As previously reported by the Company, on August 8, 2025 the Company entered into a Securities Purchase Agreement (the "Purchase Agreement") in connection with the PIPE Financing providing for the sale and issuance of up to 14,031.25 shares of its Series D Convertible Preferred Stock (the "Series D Preferred Stock") to accredited investors (the "Initial Investors"), which shares are convertible into shares of the Company's common stock, par value $0.0001 per share (the "Common Stock"), subject to beneficial ownership limitations set by the Investors, at a conversion price equal to 80% of the lowest closing price of the Common Stock for each of the five trading days immediately prior to such conversion. The initial closing under the Purchase Agreement occurred on August 13, 2025 (the "Initial Closing").
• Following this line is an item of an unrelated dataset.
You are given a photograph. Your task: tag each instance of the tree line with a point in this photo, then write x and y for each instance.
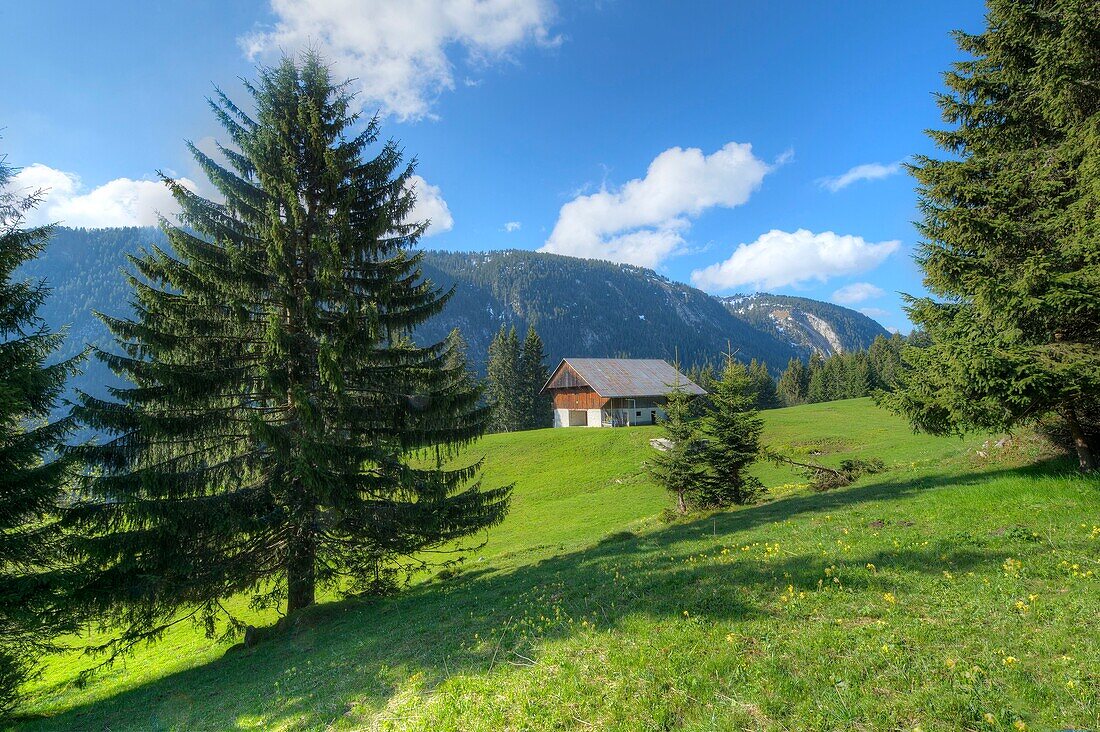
(844, 375)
On September 23, 2025, the Company and the Initial Investors in the PIPE Financing agreed to amend the Purchase Agreement (the "Amendment") to provide for, among other things, the Company's sale and issuance of an additional 1,875shares of Series D Preferred Stock (the "Additional Series D Shares") in the PIPE Financing to an additional accredited investor (the "Additional Investor" and together with the Initial Investors, the "PIPE Investors"). The aggregate cash purchase price paid for the Series D Preferred Stock is $1,500,000, having a stated value of $2,156,250.
The additional Series D Shares are subject to the same conversion terms as the shares of Series D Preferred Stock issued at the Initial Closing. The Company currently anticipates closing on the sale and issuance of the Additional Series D Shares on or about September 26, 2025 (the "Second Closing"), which Second Closing is subject to customary closing conditions for similar transactions. Pursuant to the Amendment, the Company and Initial Investors also agreed to amend the Registration Rights Agreement entered into at the Initial Closing to set the Company's deadline to file the resale registration statement covering the resale of the shares of Common Stock issuable upon conversion of the Series D Preferred Stock as December 1, 2025.
RBW Capital Partners LLC (a division of Dawson James Securities, Inc,) acted as the placement agent in connection with the PIPE Financing.